The administration’s goal is to leverage the potential of the Indian bond market as a primary channel for foreign inflows. To this end, the government has already expanded the list of securities eligible under the Fully Accessible Route (FAR) as of June 5, simplifying compliance for foreign investors. Additionally, Foreign Portfolio Investors (FPIs) have benefited from significant income tax exemptions on interest earnings and capital gains from government securities.
RBI Interventions and Risk Mitigation
The Reserve Bank of India (RBI) has played a proactive role in reducing the cost of doing business for entities seeking foreign funds. A key highlight is the RBI's framework that effectively transfers the cost of currency hedging to the central bank. This allows banks to mobilize funds from abroad without bearing the full burden of exchange-rate volatility.

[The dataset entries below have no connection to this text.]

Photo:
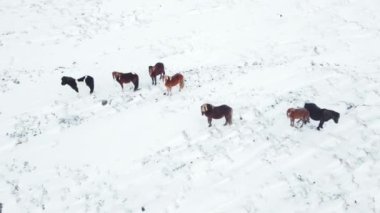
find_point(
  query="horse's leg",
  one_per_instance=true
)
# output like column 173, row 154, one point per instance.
column 320, row 126
column 121, row 84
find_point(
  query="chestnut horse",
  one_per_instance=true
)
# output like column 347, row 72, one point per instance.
column 155, row 70
column 217, row 112
column 124, row 78
column 300, row 113
column 173, row 81
column 321, row 115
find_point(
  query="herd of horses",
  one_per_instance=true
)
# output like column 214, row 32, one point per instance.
column 310, row 110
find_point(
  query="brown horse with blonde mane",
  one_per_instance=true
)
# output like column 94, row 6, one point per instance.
column 124, row 78
column 173, row 81
column 300, row 113
column 155, row 70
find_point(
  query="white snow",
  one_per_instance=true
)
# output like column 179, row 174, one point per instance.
column 66, row 152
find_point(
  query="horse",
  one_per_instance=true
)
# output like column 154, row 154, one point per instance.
column 173, row 81
column 70, row 81
column 124, row 78
column 321, row 115
column 217, row 112
column 89, row 82
column 300, row 113
column 116, row 75
column 155, row 70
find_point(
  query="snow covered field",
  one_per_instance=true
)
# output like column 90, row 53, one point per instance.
column 66, row 152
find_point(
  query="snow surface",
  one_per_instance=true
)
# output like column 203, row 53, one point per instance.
column 143, row 151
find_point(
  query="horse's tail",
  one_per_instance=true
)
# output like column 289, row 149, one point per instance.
column 288, row 112
column 181, row 83
column 82, row 79
column 136, row 82
column 230, row 117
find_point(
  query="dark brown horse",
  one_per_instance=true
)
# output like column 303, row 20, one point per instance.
column 300, row 113
column 155, row 70
column 173, row 81
column 124, row 78
column 70, row 81
column 217, row 112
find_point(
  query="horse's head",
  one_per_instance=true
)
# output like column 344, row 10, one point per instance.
column 63, row 81
column 204, row 109
column 150, row 68
column 336, row 116
column 166, row 78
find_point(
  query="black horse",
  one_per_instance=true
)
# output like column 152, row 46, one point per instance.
column 321, row 115
column 73, row 83
column 89, row 82
column 217, row 112
column 70, row 81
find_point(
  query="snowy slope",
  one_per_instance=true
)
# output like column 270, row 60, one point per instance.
column 143, row 151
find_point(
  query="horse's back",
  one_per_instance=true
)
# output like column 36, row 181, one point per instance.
column 314, row 111
column 223, row 109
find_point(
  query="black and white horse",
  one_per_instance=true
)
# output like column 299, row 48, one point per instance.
column 321, row 115
column 217, row 112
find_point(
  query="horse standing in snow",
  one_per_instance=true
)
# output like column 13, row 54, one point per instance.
column 155, row 70
column 301, row 113
column 89, row 82
column 70, row 81
column 217, row 112
column 173, row 81
column 321, row 115
column 124, row 78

Specific recent interventions include:
- FCNR(B) Swap Facility: The RBI has permitted banks to use the central bank's swap facility for Foreign Currency Non-Resident (Bank) deposits with maturities of three to five years until September 30.

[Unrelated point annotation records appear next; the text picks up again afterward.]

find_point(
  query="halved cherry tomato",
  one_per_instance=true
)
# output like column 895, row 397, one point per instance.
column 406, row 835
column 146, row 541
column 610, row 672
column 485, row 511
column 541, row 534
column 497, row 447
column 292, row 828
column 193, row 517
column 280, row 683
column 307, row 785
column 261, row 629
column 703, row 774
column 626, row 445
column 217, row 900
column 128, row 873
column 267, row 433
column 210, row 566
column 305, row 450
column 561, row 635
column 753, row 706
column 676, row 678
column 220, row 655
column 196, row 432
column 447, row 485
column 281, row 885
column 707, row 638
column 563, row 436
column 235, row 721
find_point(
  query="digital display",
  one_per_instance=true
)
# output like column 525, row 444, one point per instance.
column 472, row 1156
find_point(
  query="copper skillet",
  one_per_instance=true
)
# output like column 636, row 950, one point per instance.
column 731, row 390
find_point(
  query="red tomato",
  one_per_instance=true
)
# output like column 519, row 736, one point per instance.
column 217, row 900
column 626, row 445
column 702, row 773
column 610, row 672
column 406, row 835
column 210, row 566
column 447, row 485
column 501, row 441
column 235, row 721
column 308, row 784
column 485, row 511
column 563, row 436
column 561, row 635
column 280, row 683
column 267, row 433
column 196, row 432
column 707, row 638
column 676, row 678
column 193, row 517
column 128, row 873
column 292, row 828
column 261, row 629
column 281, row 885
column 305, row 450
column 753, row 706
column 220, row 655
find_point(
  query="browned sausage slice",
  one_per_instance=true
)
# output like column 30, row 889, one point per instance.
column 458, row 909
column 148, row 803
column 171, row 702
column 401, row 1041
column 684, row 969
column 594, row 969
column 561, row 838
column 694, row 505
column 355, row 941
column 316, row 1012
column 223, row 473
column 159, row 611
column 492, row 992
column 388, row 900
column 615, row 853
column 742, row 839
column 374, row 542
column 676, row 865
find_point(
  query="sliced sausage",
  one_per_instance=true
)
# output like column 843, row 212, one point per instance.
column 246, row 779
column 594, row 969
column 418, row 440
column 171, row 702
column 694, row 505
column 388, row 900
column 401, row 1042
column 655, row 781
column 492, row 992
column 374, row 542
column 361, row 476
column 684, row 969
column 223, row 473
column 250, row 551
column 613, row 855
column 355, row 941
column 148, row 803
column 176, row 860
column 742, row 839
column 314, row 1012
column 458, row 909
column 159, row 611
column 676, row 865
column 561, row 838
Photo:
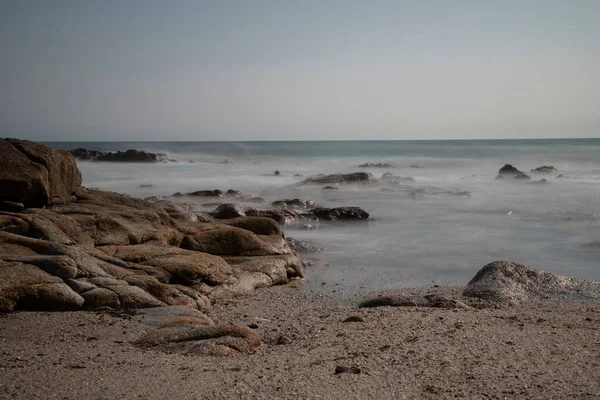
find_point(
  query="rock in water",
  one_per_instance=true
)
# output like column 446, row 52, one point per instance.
column 340, row 213
column 376, row 165
column 545, row 169
column 357, row 177
column 36, row 175
column 510, row 172
column 510, row 281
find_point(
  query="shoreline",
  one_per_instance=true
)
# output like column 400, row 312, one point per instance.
column 536, row 349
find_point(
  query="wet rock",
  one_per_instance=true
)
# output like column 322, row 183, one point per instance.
column 540, row 182
column 293, row 204
column 26, row 287
column 228, row 211
column 206, row 193
column 258, row 225
column 354, row 318
column 545, row 169
column 357, row 177
column 510, row 172
column 36, row 175
column 388, row 177
column 376, row 165
column 221, row 340
column 340, row 369
column 281, row 216
column 340, row 213
column 131, row 155
column 11, row 206
column 184, row 217
column 302, row 246
column 510, row 281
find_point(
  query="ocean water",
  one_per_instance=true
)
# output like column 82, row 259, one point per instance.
column 433, row 237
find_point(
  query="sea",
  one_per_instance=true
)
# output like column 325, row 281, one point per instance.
column 420, row 233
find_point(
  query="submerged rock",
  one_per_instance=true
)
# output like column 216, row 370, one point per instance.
column 510, row 172
column 356, row 177
column 540, row 182
column 545, row 169
column 131, row 155
column 376, row 165
column 510, row 281
column 340, row 213
column 228, row 210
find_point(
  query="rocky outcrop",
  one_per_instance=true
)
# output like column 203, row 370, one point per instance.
column 36, row 175
column 131, row 155
column 357, row 177
column 510, row 172
column 376, row 165
column 340, row 213
column 105, row 249
column 545, row 169
column 510, row 281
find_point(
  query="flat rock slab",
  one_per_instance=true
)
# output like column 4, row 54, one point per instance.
column 172, row 316
column 219, row 340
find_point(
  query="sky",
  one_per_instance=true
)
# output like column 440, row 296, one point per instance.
column 89, row 70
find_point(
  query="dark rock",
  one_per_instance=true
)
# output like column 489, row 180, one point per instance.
column 206, row 193
column 36, row 175
column 302, row 246
column 258, row 225
column 404, row 179
column 357, row 177
column 354, row 318
column 545, row 169
column 510, row 172
column 540, row 182
column 11, row 206
column 340, row 369
column 340, row 213
column 228, row 211
column 293, row 204
column 281, row 216
column 376, row 165
column 510, row 281
column 130, row 155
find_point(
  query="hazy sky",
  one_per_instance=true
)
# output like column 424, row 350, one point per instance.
column 299, row 70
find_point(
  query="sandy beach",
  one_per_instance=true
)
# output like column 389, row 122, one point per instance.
column 538, row 349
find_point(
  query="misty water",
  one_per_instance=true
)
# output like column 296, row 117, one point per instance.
column 412, row 238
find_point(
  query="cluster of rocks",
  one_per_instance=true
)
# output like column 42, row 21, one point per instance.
column 72, row 248
column 137, row 156
column 377, row 165
column 287, row 216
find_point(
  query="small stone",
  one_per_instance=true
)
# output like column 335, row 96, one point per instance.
column 340, row 369
column 354, row 318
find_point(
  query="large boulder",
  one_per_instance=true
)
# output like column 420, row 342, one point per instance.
column 545, row 169
column 340, row 213
column 36, row 175
column 511, row 281
column 356, row 177
column 510, row 172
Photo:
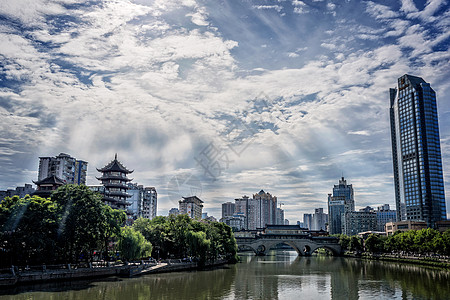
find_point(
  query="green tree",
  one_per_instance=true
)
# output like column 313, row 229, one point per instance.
column 133, row 245
column 84, row 221
column 355, row 244
column 198, row 245
column 344, row 241
column 28, row 227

- Forex Swap Window: A new window has been introduced for public sector enterprises raising External Commercial Borrowings (ECBs), also available until September 30.
Navigating Geopolitical and Import Pressures
The push for foreign capital is not merely an expansionary tactic but a defensive necessity. India is currently navigating significant economic pressures stemming from its dependence on imports for critical raw materials, crude oil, and fertilizers.
The geopolitical instability in West Asia, particularly the tensions affecting the Strait of Hormuz, poses a direct threat to India’s energy and food security. The country imports approximately 87% of its crude oil and 60% of its LPG, with a massive portion of these shipments passing through or near the Strait. Furthermore, rising global fertilizer prices have forced the government to consider doubling subsidy support, with Rs 1.71 lakh crore already earmarked in the Union Budget.
By strengthening foreign exchange reserves through increased capital inflows, the government aims to protect the rupee and provide a buffer against these external supply chain shocks.
Key Takeaways
- Ongoing Policy Roadmap: Recent measures in the bond market are just the beginning; the government is planning further steps to attract larger volumes of foreign direct and portfolio investment.
- Risk Mitigation for Banks: The RBI is actively absorbing currency hedging costs through swap facilities, making it safer and cheaper for Indian banks and PSUs to raise money abroad.
- Defensive Economic Stance: Increased capital inflows are critical to offsetting the rising costs of crude oil and fertilizer imports caused by volatility in the Strait of Hormuz.